Vandaag vrijdag rijden we verder naar het noorden, 245 km. Dit is een streek waar alles om hout draait. Overal wordt hout getransporteerd en liggen grote stapels hout langs de weg. De boom plantages kweken de uitheemse eucalyptus. De bomen worden dicht bij elkaar geplant. Daardoor schieten ze snel op tot dunne bomen van zes tot meer meter. Dan worden ze gekapt. Ze worden gebruikt om huizen te bouwen.
Bahir Dar is een oude stad aan de zuidelijke oever van het grootste meer Tana, van Ethiopië. De stad waar de voormalige keizer Haile Selasie heeft gewoond. De stad met de vele dertiende en veertiende eeuwse kloosters, die al in de 19de eeuw op de bucket lijst stond van de Belgen.

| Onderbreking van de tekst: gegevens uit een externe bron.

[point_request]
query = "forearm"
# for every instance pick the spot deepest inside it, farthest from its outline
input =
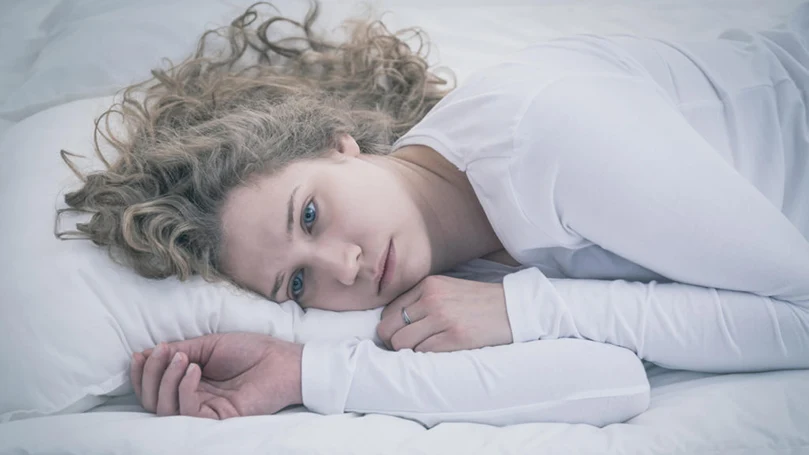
(555, 381)
(675, 325)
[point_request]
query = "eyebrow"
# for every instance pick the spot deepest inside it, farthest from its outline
(279, 279)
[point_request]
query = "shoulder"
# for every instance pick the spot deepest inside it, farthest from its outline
(479, 119)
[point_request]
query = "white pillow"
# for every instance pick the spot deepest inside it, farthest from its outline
(71, 317)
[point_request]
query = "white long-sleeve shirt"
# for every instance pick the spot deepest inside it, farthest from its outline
(657, 195)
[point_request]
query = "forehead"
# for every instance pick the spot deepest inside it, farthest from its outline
(254, 221)
(254, 224)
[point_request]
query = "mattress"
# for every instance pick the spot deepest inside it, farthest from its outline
(52, 52)
(690, 413)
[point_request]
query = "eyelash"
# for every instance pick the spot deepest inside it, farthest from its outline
(308, 230)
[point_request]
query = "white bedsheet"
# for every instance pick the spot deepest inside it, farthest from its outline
(54, 51)
(690, 414)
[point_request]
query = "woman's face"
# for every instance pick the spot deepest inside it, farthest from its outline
(319, 232)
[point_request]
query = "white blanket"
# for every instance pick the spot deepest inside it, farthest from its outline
(54, 51)
(690, 414)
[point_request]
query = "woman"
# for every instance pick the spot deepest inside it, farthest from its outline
(641, 194)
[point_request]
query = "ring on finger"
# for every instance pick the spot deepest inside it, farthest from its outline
(406, 317)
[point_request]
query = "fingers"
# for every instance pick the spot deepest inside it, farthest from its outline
(168, 397)
(153, 371)
(136, 372)
(440, 342)
(392, 318)
(190, 398)
(410, 336)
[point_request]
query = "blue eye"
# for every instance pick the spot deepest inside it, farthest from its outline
(296, 284)
(309, 215)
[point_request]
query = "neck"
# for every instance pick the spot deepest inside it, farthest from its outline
(457, 226)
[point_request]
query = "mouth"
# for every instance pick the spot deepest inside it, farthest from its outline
(388, 263)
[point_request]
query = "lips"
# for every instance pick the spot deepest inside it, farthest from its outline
(385, 268)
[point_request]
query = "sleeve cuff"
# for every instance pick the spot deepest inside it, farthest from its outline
(535, 309)
(327, 369)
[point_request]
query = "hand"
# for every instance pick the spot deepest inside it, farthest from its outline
(447, 314)
(219, 376)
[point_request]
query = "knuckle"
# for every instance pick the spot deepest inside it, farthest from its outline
(382, 332)
(397, 343)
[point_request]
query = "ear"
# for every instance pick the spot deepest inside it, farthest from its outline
(347, 145)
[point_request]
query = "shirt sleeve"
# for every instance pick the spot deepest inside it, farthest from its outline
(624, 170)
(570, 381)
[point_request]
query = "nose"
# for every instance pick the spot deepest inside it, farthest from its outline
(340, 260)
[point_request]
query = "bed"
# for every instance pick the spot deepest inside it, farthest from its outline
(60, 62)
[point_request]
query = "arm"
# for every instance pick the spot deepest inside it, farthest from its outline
(550, 381)
(632, 176)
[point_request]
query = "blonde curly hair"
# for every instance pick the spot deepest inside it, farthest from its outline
(218, 120)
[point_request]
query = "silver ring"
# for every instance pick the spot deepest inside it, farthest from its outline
(406, 317)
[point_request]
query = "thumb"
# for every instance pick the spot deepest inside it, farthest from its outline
(197, 349)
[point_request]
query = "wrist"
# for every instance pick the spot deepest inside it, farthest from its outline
(295, 362)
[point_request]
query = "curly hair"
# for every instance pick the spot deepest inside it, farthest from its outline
(218, 120)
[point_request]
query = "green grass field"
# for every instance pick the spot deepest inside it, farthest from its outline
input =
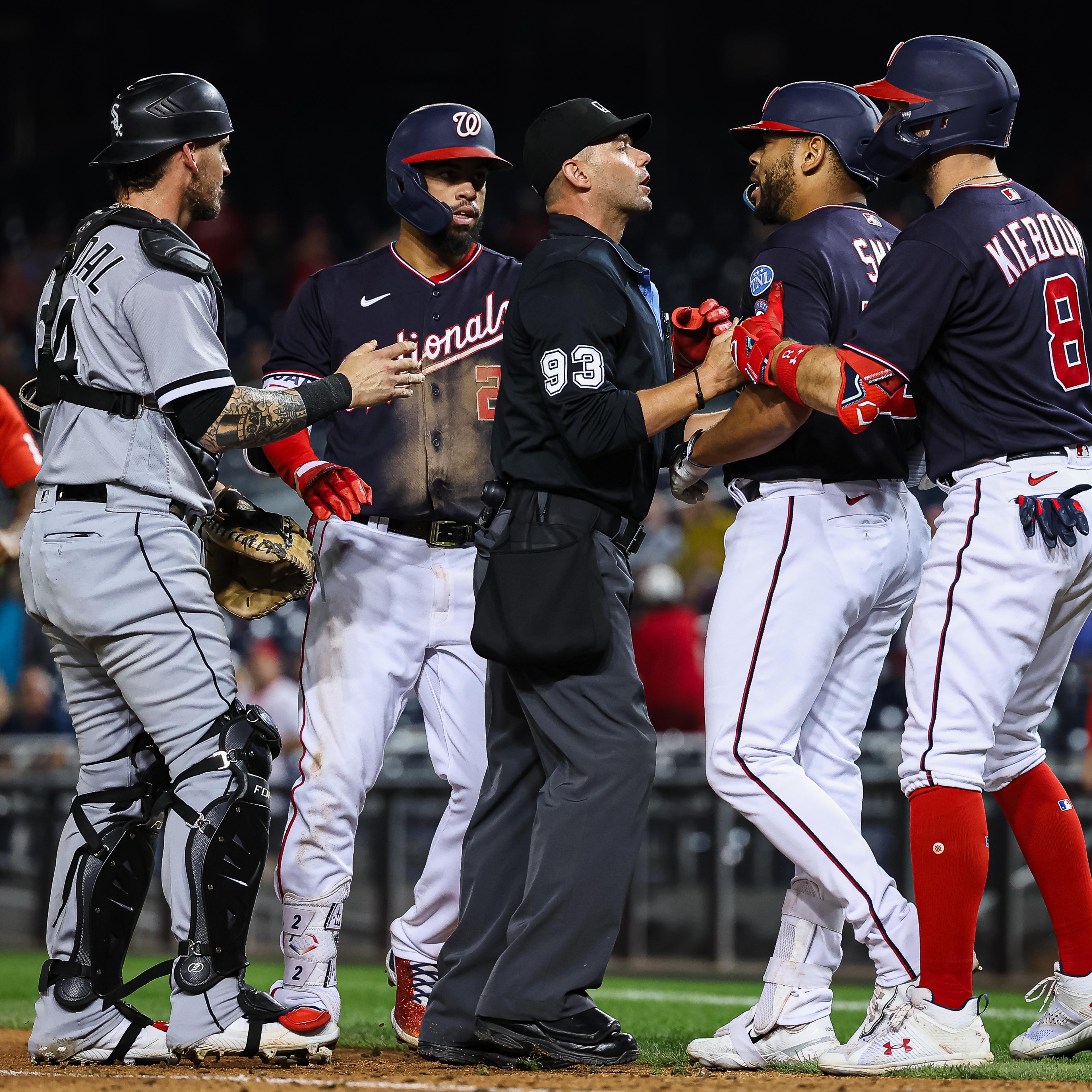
(663, 1014)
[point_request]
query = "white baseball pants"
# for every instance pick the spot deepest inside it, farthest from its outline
(391, 615)
(815, 585)
(993, 628)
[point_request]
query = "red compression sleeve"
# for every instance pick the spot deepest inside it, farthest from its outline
(950, 858)
(1050, 836)
(289, 455)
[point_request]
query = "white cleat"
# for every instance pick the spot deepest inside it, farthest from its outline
(913, 1033)
(802, 1043)
(150, 1048)
(1066, 1025)
(278, 1043)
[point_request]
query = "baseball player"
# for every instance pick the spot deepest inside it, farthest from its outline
(981, 307)
(20, 460)
(833, 545)
(137, 401)
(395, 497)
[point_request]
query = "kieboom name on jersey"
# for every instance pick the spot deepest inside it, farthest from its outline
(460, 341)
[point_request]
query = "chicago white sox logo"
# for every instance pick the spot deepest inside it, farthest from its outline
(468, 123)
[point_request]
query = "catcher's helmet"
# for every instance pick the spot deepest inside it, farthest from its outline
(161, 113)
(960, 90)
(830, 109)
(440, 131)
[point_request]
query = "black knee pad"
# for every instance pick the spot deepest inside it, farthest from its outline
(226, 851)
(111, 876)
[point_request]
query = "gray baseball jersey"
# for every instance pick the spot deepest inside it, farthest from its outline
(133, 327)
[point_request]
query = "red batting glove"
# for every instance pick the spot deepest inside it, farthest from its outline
(329, 490)
(693, 329)
(755, 339)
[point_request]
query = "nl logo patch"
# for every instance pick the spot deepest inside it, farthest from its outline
(762, 279)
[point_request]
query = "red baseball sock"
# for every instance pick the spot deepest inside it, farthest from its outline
(1052, 841)
(950, 858)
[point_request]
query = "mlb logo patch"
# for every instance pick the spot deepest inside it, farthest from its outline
(762, 279)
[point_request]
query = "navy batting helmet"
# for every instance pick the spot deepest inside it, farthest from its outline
(440, 131)
(161, 113)
(959, 90)
(832, 111)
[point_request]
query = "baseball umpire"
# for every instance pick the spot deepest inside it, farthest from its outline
(587, 416)
(395, 498)
(980, 306)
(137, 401)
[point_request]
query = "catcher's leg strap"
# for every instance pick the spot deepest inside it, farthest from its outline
(226, 849)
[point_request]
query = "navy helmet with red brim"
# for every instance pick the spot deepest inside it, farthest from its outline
(839, 114)
(955, 92)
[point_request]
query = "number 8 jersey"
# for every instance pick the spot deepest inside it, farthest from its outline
(981, 305)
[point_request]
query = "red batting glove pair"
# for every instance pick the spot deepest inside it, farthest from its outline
(755, 339)
(693, 331)
(329, 490)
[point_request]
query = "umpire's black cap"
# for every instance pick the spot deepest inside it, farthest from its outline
(560, 133)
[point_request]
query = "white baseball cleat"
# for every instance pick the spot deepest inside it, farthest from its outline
(150, 1048)
(733, 1048)
(913, 1033)
(1066, 1025)
(277, 1043)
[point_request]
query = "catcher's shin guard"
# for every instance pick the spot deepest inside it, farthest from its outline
(803, 915)
(109, 876)
(226, 849)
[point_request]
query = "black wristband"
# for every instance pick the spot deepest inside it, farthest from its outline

overal liggen gekapte boomstammen op de weg
de boomstammen worden gebruikt voor stellingen maar ook voor verdiepingen te maken
het skelet van de huizen wordt eerst gemaakt met boomstammen en daarna met leem opgevuld
Op de foto kan men zien:
links een skelet enrechts een huis dichtgesmeerd met leem
We rijden langs brede lanen met in het midden palmbomen de stad binnen. Een stad met ongeveer 100.000 inwoners is een van de belangrijkste toeristische trekpleisters van Ethiopië. Tijdens de Ethiopische burgeroorlog had het derde Revolutionaire leger er zijn hoofdkwartier tot het in maart 1990 werd veroverd door het Democratisch front, een vereniging van vier partijen, dat vandaag nog de macht in handen heeft. Sindsdien heeft de stad een gestadige ontwikkeling gekend dank zij de vrije economische markt politiek.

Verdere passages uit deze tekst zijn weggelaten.